The first stage of this political tour was the visit to Kazakhstan, which emphasizes the close working relationship between Putin and Kazakh President Nursultan Nazarbayev. The meeting started with an informal ski trip in the outskirts of Almaty. Putin expressed his approval of Nazarbayev in connection with the role played by Kazakhstan in the peace negotiations on the settlement of the Syrian conflict. In addition, both sides are preparing for the coming process of transfer of power in Kazakhstan. Nazarbayev, who has already turned 76 years, recently announced plans to transfer part of the presidential powers to parliament and the cabinet. Moscow hopes that the next leader of Kazakhstan will stick to the counter pro-Nazarbayev position, and intends to work closely with Astana in this critical moment.

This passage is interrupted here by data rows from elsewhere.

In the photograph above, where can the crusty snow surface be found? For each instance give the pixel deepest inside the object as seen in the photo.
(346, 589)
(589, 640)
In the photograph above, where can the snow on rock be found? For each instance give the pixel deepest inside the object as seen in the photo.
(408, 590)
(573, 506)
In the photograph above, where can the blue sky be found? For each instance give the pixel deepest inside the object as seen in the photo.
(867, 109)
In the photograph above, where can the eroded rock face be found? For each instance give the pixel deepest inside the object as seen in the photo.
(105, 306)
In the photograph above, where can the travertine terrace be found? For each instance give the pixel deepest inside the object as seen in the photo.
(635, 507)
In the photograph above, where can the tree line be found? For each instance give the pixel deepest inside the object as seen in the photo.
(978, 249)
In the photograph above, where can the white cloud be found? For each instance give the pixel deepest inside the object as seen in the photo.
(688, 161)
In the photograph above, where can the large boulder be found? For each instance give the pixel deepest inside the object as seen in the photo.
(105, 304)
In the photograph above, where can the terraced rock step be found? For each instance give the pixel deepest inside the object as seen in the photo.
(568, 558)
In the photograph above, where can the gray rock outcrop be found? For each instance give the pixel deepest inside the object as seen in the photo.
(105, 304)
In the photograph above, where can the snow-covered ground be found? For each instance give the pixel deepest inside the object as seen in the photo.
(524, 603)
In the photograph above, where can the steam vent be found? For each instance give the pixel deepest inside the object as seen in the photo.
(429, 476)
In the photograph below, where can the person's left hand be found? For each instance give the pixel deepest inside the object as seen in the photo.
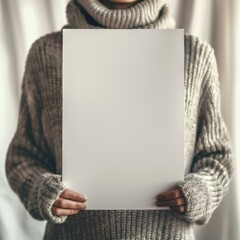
(173, 199)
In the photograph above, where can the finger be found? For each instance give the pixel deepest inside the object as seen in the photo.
(66, 203)
(172, 202)
(176, 193)
(63, 212)
(180, 209)
(69, 194)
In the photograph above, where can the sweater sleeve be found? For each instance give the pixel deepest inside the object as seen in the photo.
(212, 167)
(30, 168)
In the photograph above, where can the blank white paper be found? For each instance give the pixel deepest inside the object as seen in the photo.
(123, 115)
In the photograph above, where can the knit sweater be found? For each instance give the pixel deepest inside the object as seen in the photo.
(34, 157)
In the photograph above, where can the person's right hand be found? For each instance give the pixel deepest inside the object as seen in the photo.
(68, 203)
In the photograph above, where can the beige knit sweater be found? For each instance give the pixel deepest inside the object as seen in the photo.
(34, 158)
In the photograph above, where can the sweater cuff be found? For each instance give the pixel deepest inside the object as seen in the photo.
(197, 195)
(49, 191)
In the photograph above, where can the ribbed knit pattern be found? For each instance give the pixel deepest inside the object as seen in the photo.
(93, 14)
(34, 158)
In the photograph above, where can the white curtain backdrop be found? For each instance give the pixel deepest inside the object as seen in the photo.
(23, 21)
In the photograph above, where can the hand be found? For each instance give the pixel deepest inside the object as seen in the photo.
(173, 199)
(68, 203)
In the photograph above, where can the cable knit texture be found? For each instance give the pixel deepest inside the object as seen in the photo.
(34, 158)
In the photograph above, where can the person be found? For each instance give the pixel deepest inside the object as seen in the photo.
(34, 157)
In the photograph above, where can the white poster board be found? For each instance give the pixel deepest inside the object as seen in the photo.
(123, 115)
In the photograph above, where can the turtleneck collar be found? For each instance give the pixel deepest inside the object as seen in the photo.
(153, 14)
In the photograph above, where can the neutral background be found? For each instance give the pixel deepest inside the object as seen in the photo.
(23, 21)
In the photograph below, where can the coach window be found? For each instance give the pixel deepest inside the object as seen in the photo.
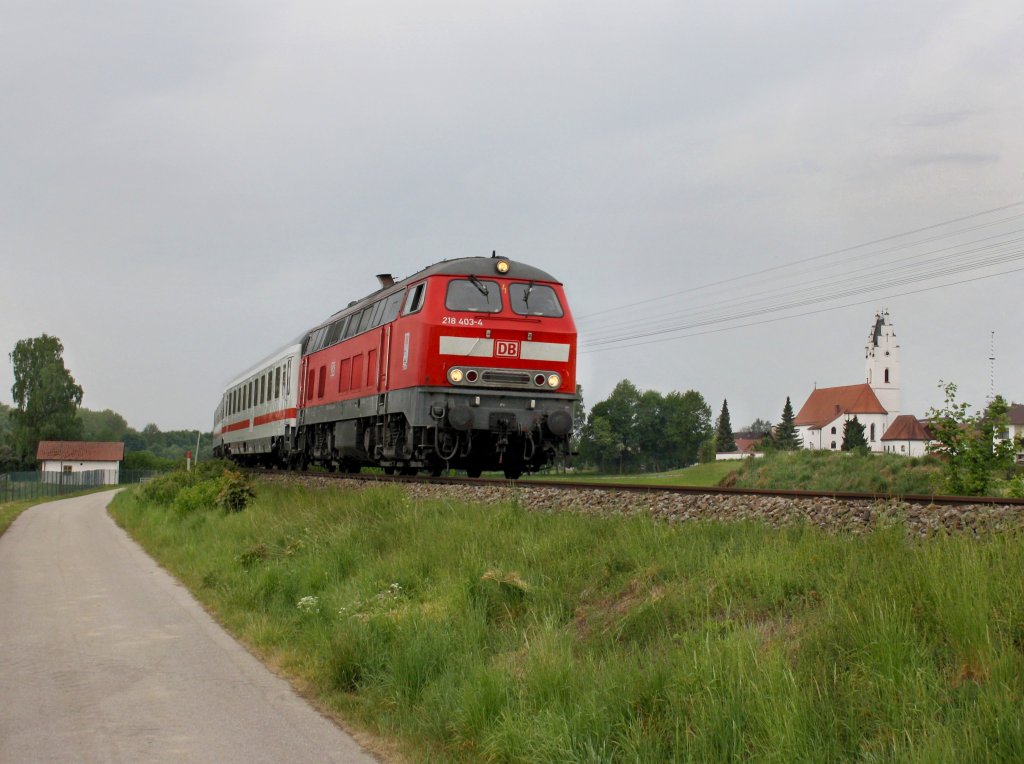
(415, 302)
(535, 299)
(473, 295)
(391, 306)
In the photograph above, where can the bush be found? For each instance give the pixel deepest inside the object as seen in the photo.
(202, 496)
(164, 490)
(233, 492)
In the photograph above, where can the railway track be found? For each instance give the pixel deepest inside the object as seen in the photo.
(569, 485)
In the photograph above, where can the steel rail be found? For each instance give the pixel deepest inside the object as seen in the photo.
(648, 489)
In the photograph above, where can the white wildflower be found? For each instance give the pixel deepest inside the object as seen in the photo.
(309, 603)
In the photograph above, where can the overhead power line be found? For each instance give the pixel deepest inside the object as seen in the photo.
(641, 320)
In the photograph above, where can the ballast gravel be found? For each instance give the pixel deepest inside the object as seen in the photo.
(832, 515)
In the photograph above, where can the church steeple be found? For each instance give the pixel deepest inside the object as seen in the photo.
(882, 364)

Putin's visit to Tajikistan was mainly devoted to the alarming situation in neighboring Afghanistan. Both sides agreed to intensify cooperation on the protection of an extended and clear southern border of Tajikistan. They were not informed about the details of his plan, but Putin said that its implementation would involve the possibility of a Russian military base in Tajikistan. Moscow has recently indicated that it would like to expand its military presence in the country by leasing the air base, "Aini" near Dushanbe to strengthen territorial defense of the country's air component, mainly based on the need to prevent the flow of military operations in Afghanistan.
However, while Russia denies talks included discussion of the expansion of its military presence. Moscow is actually offered Dushanbe certain concessions, promising to pay more attention to the problems of Tajik migrants and to lift the ban on entry into Russia with those who have been deprived of this right. Remittances from Russia make up almost half of Tajikistan's GDP, and Moscow hopes to maintain those relationships that allow it to compete with the growing influence of China.

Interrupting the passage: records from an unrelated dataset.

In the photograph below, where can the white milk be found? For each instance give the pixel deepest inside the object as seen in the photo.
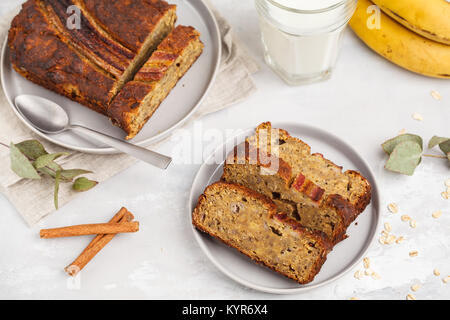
(303, 46)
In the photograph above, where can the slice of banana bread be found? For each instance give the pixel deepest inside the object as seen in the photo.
(140, 98)
(249, 222)
(306, 186)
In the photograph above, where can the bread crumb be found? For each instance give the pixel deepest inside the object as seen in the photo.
(417, 116)
(358, 275)
(400, 239)
(415, 287)
(368, 272)
(410, 297)
(414, 253)
(437, 214)
(436, 95)
(366, 262)
(393, 208)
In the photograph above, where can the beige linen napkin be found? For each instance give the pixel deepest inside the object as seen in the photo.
(33, 199)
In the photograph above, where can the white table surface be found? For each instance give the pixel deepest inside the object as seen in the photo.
(367, 101)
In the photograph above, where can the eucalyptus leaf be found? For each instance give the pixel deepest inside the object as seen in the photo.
(51, 169)
(33, 149)
(47, 159)
(71, 174)
(21, 165)
(83, 184)
(405, 157)
(55, 193)
(436, 141)
(390, 145)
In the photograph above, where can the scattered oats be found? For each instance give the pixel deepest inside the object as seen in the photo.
(416, 287)
(414, 253)
(387, 227)
(358, 275)
(366, 262)
(410, 297)
(393, 207)
(391, 239)
(447, 183)
(400, 239)
(368, 272)
(436, 95)
(437, 214)
(376, 276)
(405, 217)
(417, 116)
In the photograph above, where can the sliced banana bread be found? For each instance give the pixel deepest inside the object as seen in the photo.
(249, 222)
(306, 186)
(140, 98)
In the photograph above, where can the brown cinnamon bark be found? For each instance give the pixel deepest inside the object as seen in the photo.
(97, 244)
(87, 229)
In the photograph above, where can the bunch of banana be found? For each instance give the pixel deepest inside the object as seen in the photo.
(419, 41)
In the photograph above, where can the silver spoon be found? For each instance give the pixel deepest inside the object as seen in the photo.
(49, 117)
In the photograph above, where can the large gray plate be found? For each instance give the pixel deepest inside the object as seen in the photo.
(344, 256)
(179, 106)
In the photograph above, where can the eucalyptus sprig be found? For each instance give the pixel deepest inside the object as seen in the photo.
(30, 160)
(406, 150)
(443, 143)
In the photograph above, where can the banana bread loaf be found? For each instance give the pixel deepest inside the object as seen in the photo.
(249, 222)
(306, 186)
(97, 63)
(140, 98)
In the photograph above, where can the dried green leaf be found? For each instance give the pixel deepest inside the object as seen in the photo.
(51, 169)
(84, 184)
(71, 174)
(47, 159)
(405, 157)
(445, 146)
(390, 145)
(55, 193)
(21, 165)
(436, 141)
(33, 149)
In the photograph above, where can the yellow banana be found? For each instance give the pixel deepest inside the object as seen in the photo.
(429, 18)
(398, 44)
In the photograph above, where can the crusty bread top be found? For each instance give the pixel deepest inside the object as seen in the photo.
(128, 21)
(167, 52)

During his visit to Kyrgyzstan, Putin discussed the problems of security and economic cooperation, in particular, the role of Kyrgyzstan in the Eurasian Economic Union. A meeting between the Russian and Kyrgyz Minister of Internal Affairs where they discussed cooperation in the fight against drugs and terrorism.
Noteworthy timing of this visit of the Russian president. The fact that it took place against a background of anti-government protests, which intensified in Kyrgyzstan after the arrest of opposition leader Omurbek Tekerbaeva last weekend. While these demonstrations have not acquired a considerable scale, but in the future they could lead to an escalation of political confrontation and destabilize the country. Kyrgyzstan has experienced two revolutions, in 2005 and 2010 years, and remains vulnerable to the long-standing clan differences between the northern and southern parts of the country. Given that the current presidential election scheduled in November, and also taking account the recent statement by President Almazbek Atambayev on his refusal to participate in them, Russia will follow with attention the situation in Kyrgyzstan.